Forensic evidence including skin cells, hair, blood, semen and other materials is used to investigate sex crimes. At present, if the victim submits a complaint immediately to the police, the samples are transferred to the police and stored in forensic laboratories. Health Ministry regulations only require that samples be kept for three months, even though such evidence can be used in future complaints, subject to the consent of the injured party.

But the committee found, after a request was made by MK Michal Biran to Deputy Health Minister Ya’acov Litzman that in practice, the collection, preservation and destruction of samples are carried out unevenly and inconsistently in various hospitals and that the ministry does not properly monitor or supervise the matter.

A rape victim who said she was surreptitiously given a “rape drug” to confuse her before she was assaulted told the committee: “I did everything right. I got to the hospital after I was drugged and before I lost consciousness. Those who came with me insisted that they do all the tests to prove that I was drugged, and they did. Three weeks later, I discovered that my samples had never arrived at the lab, and the police made it clear to me that I needed these tests to proceed with the procedure. When I asked to send them to another hospital I was told they did not know where they were.”

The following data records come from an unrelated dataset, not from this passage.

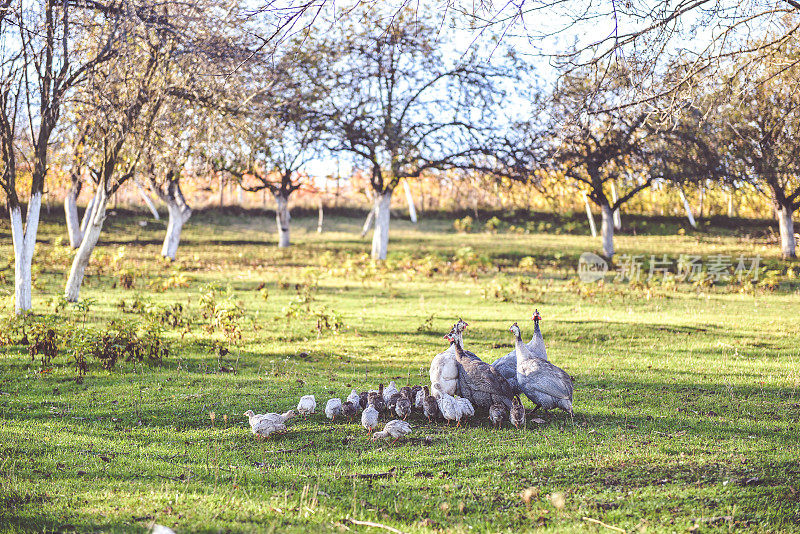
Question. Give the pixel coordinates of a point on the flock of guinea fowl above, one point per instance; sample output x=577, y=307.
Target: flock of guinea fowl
x=460, y=383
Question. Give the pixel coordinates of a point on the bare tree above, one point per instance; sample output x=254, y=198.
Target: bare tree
x=402, y=107
x=44, y=58
x=757, y=116
x=281, y=128
x=128, y=95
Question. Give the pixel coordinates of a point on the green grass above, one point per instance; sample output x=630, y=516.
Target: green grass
x=686, y=403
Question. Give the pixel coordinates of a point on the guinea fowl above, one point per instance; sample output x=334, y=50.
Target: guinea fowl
x=517, y=414
x=465, y=409
x=478, y=381
x=444, y=368
x=430, y=408
x=419, y=398
x=395, y=429
x=389, y=391
x=392, y=403
x=546, y=385
x=507, y=365
x=403, y=408
x=355, y=399
x=416, y=399
x=333, y=408
x=369, y=418
x=448, y=407
x=349, y=410
x=263, y=425
x=307, y=405
x=375, y=398
x=497, y=412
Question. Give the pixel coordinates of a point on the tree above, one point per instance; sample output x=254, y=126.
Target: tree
x=131, y=93
x=281, y=129
x=758, y=120
x=401, y=106
x=43, y=59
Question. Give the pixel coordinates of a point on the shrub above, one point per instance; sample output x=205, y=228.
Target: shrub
x=465, y=225
x=494, y=224
x=43, y=343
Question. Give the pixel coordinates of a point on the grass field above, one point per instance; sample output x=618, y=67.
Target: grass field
x=687, y=409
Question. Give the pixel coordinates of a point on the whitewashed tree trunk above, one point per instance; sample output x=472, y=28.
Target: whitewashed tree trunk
x=178, y=215
x=592, y=227
x=380, y=237
x=94, y=226
x=786, y=227
x=73, y=223
x=147, y=201
x=607, y=231
x=368, y=222
x=617, y=217
x=86, y=216
x=282, y=219
x=412, y=211
x=24, y=239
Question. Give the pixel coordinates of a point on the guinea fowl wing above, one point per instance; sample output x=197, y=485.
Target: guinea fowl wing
x=545, y=378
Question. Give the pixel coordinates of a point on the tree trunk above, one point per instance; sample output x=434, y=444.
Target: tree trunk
x=786, y=227
x=96, y=219
x=607, y=231
x=179, y=213
x=24, y=239
x=380, y=237
x=74, y=230
x=282, y=218
x=368, y=222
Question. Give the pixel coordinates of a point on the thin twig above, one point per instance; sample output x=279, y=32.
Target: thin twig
x=604, y=524
x=376, y=525
x=307, y=445
x=387, y=474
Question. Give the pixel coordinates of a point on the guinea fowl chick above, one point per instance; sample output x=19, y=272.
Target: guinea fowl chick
x=448, y=407
x=403, y=408
x=264, y=425
x=369, y=418
x=465, y=409
x=394, y=429
x=390, y=390
x=307, y=405
x=375, y=398
x=333, y=408
x=355, y=399
x=517, y=415
x=393, y=402
x=497, y=412
x=349, y=410
x=430, y=408
x=417, y=396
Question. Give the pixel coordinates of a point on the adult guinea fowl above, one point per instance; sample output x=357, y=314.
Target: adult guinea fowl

Touma-Sliman said, “If the Knesset determines that the statute of limitations on sexual offenses is seven years, then the evidence must be kept for at least seven years and the victim’s right to complain should be preserved.”

Biran added, “The role of a hospital is not to preserve evidence, which has to be kept elsewhere for a long time. If there is no alternate solution, one hospital must get a budget for this and store all kits in one place.”

Ministry representative Dr. Zohar Sahar Lavi commented, “We are now at the conclusion of formulating new guidelines on the subject. There are still open questions regarding the manner in which the evidence is kept. However, following the committee’s previous discussion, the hospitals have been instructed not to dump the evidence.”

Ayelet Unstein, head of the Police Crime Prevention Unit, also welcomed the ministry’s directive and said, “We are in favor of keeping the evidence at least until the end of the statute of limitations.”